Subject: Confucius say (Page 2)

Confucius say… of all the things you wear, your expression is most important.

Confucius say… man who put cream in tart, not always baker.

Confucius say… woman who sink in man’s arms, soon have arms in man’s sink.

Confucius say… man who tell one too many lightbulb joke soon burn out.

Confucius say… man who abuse computer get bad bytes.

Confucius say… man with forked tongue not need chop sticks.

Confucius say… he who sitteth on an upturned tack shall surely rise.

Confucius say… man who drop watch in whisky wasting time.

Confucius say… cow with no legs, ground beef.

Confucius say… virgin with thimble on finger, never feel prick.

Confucius say… woman like dollar bill; hard to pickup, but worth effort.

Confucius say… verbal outburst during the male orgasm is called 'sperm wail.'

Confucius say… getting sick at the airport, could be a terminal illness.

Confucius say… husbands are like fires… they go out when left unattended.

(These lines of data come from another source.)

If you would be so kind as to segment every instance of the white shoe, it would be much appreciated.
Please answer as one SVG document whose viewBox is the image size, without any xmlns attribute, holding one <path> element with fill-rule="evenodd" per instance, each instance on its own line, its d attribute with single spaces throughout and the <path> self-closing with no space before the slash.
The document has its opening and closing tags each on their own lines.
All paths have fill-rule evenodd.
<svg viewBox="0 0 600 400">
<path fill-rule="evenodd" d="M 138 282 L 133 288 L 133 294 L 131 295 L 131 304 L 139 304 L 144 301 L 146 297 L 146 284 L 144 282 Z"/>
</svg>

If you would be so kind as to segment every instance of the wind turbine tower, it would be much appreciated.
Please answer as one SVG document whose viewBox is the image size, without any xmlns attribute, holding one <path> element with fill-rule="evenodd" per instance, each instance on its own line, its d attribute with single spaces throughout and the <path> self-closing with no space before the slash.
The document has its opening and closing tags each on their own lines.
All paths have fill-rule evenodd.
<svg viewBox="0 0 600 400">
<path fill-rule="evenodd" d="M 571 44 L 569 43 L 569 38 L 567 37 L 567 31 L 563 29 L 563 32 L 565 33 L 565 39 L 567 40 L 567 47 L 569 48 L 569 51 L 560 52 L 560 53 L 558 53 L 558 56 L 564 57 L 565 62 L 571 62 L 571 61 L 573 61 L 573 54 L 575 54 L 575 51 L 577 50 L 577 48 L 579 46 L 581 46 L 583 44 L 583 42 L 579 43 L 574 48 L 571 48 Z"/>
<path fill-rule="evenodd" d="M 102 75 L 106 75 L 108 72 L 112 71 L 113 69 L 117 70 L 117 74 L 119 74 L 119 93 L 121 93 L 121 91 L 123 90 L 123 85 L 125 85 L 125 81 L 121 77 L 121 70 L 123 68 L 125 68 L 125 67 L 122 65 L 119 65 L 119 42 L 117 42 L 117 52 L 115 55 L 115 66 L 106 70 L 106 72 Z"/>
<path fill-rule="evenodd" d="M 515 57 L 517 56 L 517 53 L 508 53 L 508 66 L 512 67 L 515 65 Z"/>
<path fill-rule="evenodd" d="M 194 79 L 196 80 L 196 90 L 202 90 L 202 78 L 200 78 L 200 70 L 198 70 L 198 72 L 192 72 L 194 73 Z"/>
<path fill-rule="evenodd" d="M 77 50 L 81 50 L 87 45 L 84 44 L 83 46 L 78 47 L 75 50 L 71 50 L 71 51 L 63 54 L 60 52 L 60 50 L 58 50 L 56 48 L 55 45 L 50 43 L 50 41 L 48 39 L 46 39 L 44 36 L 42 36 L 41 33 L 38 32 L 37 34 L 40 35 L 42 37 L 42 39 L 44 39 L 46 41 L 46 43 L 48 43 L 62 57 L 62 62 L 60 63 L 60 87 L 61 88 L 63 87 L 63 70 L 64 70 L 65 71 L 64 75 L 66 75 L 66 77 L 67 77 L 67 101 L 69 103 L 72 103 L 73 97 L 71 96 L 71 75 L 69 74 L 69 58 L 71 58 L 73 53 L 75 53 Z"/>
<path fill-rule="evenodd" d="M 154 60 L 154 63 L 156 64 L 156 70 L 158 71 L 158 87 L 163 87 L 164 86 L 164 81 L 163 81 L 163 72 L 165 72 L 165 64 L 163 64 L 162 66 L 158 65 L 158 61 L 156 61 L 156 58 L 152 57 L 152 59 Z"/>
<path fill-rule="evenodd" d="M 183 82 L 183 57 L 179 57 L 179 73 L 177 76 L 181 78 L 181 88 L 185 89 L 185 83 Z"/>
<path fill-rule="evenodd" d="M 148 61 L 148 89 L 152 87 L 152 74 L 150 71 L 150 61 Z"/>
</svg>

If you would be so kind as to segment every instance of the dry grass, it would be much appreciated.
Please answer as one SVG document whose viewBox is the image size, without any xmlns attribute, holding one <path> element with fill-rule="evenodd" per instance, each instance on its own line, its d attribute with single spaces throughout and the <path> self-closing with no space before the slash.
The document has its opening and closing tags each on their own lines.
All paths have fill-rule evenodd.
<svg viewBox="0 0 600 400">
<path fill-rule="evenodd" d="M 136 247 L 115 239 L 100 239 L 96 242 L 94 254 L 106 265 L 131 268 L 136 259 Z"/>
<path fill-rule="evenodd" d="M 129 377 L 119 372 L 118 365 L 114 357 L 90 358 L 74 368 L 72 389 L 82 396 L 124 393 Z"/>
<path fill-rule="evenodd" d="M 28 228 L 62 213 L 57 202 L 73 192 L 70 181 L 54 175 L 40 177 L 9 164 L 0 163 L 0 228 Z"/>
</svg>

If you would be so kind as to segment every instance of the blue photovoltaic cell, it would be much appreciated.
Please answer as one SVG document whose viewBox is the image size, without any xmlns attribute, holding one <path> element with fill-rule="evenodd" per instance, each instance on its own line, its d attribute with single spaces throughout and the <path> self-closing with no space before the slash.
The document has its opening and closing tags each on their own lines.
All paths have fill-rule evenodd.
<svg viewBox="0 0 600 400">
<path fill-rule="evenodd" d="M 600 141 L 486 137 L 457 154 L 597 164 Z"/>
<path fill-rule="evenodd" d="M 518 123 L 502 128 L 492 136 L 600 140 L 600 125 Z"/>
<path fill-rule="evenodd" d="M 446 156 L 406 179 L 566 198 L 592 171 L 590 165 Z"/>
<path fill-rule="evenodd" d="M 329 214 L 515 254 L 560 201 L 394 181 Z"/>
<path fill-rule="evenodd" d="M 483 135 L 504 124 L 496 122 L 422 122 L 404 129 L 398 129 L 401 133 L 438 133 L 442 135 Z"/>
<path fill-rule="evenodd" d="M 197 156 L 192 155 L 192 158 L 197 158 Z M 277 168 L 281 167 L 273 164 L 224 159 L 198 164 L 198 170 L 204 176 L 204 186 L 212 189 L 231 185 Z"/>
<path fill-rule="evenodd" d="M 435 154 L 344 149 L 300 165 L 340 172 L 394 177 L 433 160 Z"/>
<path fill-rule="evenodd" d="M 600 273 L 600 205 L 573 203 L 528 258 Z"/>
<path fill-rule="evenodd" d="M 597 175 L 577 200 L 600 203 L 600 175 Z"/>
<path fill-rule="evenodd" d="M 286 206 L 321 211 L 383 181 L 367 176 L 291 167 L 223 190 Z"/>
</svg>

Confucius say… if you park, don't drink… accidents cause people.

Confucius say… do not argue with spouse who is packing your parachute.

Confucius say… woman who wear jockstrap have make-believe ballroom.

Confucius say… man who keep feet on ground have trouble putting on pants.

Confucius say… real estate people are a vacant lot.

Confucius say… she who douches with vinegar, walk around with sour puss.

Confucius say… man who put head it fruit drink, get punch in nose.